Mary Ziegler, the author of several books on the history of abortion (and a critic of the draft decision), said that part was correct. But the opinion, she and others argue, underplays the fact that for most of the first 100 years of American history, early abortions — before fetal “quickening” (generally defined as the moment when the fetus’s movements can be detected) — were not illegal.
This is the argument made in the historians’ brief, which outlines the history of abortion regulation up to 1866. For decades after the founding of the United States, common law did not regulate abortion, or even recognize that abortion was happening at that early stage. “That is because common law did not even acknowledge a fetus as existing separately from a pregnant woman” before quickening, the historians argue.
The central historical claims in Roe “were accurate,” the brief says, “and remain so today.”
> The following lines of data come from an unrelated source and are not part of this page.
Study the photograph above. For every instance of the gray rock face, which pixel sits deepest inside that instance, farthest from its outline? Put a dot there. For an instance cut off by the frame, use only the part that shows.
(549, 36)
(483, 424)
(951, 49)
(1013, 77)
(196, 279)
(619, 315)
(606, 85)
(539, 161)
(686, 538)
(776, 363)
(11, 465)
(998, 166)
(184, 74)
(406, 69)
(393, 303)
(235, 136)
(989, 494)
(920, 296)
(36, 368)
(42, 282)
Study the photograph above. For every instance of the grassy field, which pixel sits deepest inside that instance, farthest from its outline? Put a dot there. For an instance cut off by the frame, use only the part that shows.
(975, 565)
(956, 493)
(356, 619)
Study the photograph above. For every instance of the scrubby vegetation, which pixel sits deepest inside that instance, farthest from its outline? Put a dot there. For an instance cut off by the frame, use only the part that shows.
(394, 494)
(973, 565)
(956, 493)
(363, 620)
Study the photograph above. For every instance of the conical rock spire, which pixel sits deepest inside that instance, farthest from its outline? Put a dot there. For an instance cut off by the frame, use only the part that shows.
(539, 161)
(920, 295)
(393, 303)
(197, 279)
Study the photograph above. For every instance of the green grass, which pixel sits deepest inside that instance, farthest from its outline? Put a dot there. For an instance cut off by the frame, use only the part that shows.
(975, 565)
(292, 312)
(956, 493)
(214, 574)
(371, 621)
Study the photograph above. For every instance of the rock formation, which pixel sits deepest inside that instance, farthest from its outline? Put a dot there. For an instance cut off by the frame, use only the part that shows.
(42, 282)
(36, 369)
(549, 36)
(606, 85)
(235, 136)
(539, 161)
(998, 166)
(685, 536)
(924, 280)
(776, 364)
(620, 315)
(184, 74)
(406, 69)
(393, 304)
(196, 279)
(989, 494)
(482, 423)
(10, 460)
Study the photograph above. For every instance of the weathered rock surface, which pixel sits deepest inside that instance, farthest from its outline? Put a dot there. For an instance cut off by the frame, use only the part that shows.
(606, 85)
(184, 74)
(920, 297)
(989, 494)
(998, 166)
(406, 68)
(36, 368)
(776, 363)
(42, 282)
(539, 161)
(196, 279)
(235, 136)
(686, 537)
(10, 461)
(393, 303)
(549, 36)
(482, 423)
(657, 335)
Leslie J. Reagan, the author of “When Abortion Was a Crime: Women, Medicine and Law in the United States, 1867 to 1973,” said in an interview that abortion was common in the early 19th century, perhaps even more so than Roe depicted.
And regulation relied on women’s own experience, since they were the ones who would know when “quickening” occurred. And before “quickening,” Professor Reagan said, taking medications or other treatments wasn’t even considered abortion, but “trying to get your menses” — menstrual period — “back.”
“It was after quickening that it was against the law, and considered immoral,” she said. “After quickening, women themselves would stop trying to get their menses back. It was considered a life.”
Justice Alito’s Sources
While the draft makes references to the historians’ brief, it relies more heavily on other sources, including “Dispelling the Myths of Abortion History,” a 2006 book by Joseph W. Dellapenna that challenged Justice Blackmun’s historical arguments in Roe.